Si vous avez lu, je ne vous aurais jamais écrit, je vous aurais glorifiés et le peuple vous aurait aimé et applaudi, mais vous avez fait de nous une risée, soyez maudits !
Pour ne pas être injuste comme vous, je reconnais que vous avez lu et relu l’ouvrage qui est devenu votre livre de chevet dans lequel vous vous inspirez pour nous écraser, nous dominer, nous abrutir et pour exiler ou tuer les meilleurs de nos lettrés afin de garder à vie la couronne princière, ce livre qui est devenu votre bible, votre coran et votre Thora, n’est autre que « Le prince » de Machiavel.
Rachid Mouaci

Pierre Marcel Montmory
10 octobre 2018 à 4:31
L’ENFANT DU PAUVRE
L’objectif premier est de détruire l’ordre colonial et non la France.
Le but principal est celui de détruire l’ordre odieux de privilèges qui s’appelle la colonisation et cette tâche peut-être entreprise en dehors de considérations d’origine.
Le combat n’est pas celui d’effacer une communauté au détriment d’une autre.

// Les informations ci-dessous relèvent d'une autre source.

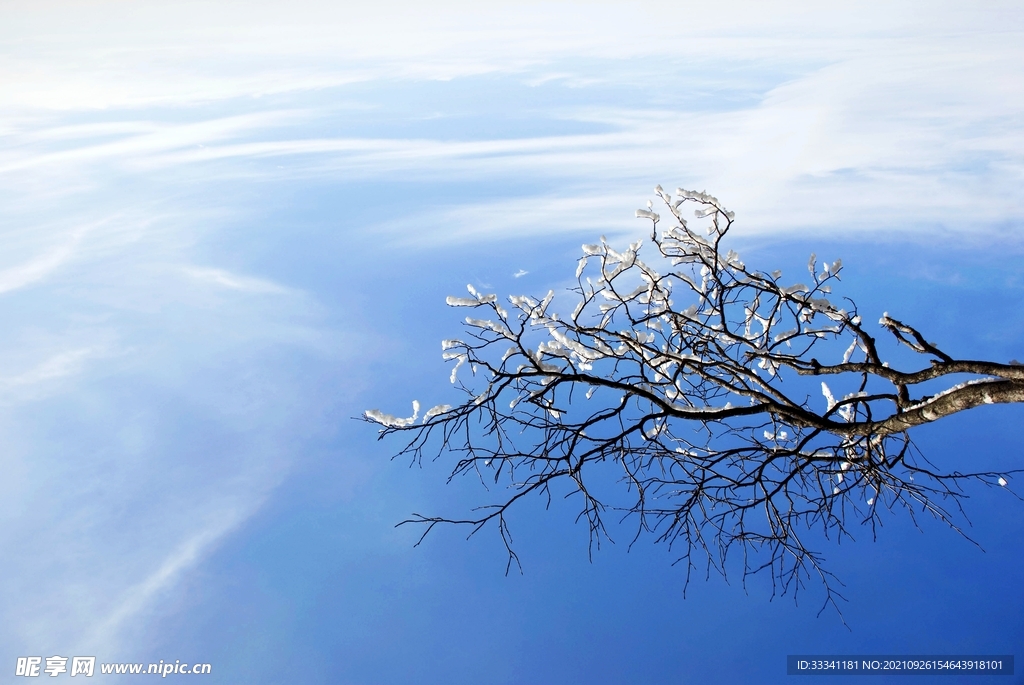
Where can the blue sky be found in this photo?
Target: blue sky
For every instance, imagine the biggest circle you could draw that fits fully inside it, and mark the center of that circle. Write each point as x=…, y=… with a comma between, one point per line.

La contradiction fondamentale qui traverse l’humanité est celle de la colonisation en tant qu’institution politique et économique face à la masse paysanne et les démunis des villes.
C’est un simple acte de solidarité humaine.

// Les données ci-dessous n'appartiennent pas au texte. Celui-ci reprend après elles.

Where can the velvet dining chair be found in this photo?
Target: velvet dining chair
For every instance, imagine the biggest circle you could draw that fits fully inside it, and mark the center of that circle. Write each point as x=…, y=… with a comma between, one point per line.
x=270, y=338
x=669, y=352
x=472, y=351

La communauté ne peut ni ne doit nous imposer des limites puisque sa tâche est d’implanter une prise de conscience politique évoluant de la revendication sociale à celle de la question mondiale : la formation socio-historique d’une identité politique.

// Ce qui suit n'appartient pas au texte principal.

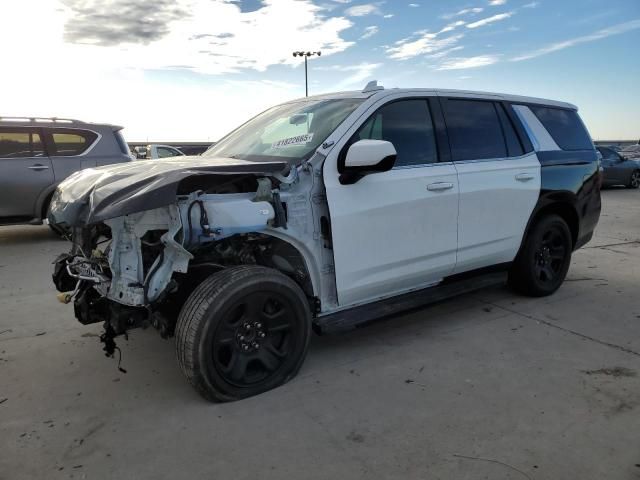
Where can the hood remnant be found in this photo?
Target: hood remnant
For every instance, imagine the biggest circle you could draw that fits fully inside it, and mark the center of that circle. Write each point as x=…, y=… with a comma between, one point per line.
x=98, y=194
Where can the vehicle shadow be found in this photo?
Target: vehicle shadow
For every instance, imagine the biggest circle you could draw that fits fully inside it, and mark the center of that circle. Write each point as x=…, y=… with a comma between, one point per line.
x=27, y=234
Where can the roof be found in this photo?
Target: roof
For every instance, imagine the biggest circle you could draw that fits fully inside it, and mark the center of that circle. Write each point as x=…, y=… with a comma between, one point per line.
x=50, y=121
x=441, y=92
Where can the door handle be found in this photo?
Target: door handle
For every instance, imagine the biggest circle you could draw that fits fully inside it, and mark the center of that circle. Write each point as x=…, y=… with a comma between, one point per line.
x=439, y=186
x=524, y=177
x=38, y=167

Les choses continuent à se dire comme elles sont pour que la dénonciation soit faite.
Et nous sommes face au problème de celui, bien entendu, de la répression que nous subissons tous.
Dialoguons et révélons avec nos noms : nos pensées et nos sentiments.
Les seuls ennemis qui existent sont les policiers et les soldats et les travailleurs fabriquant les armes.
Une composante sociale et politique est annoncée et ne s’écrit pas dans le réel social, il le dépasse par les questionnements, les attitudes au quotidien, les pensées les plus intimes et les projets dont nous rêvons ou que nous souhaitons accomplir.
Nous sommes pliés sur nous-mêmes dans notre révolte et dans nos souffrances. Nous sommes une humanité plus déchirée que partagée dans notre pays terrestre où les armées et les polices ne laissent aucun instant à la parole, et où le seul contact entre colons et colonisés s’entretient dans la violence.
Nous trouverons dans notre méditation et dans nos dialogues des matières inépuisables à régénérer nos actes, en nous interrogeant sur le secret les mécanismes du vécu quotidien à travers les espaces les plus diversifiés.
De cette quête jaillira l’immense et l’immuable symbolique universelle : celle où doivent se débattre les habitants de la Terre entière.
Nous ne serons ni possédés par les esprits de nos aïeuls, et nous n’entrerons pas en transe pour les émouvoir.
Nous ne serons pas sublimes par le fait de croyances ou d’idéologies, nous ne serons pas soumis à des lois ni à des gouvernements, nous ne nous réfugierons pas dans une symbolique kabbalistique, faisant de nous des idiots obscurs et/ou des malins messianiques.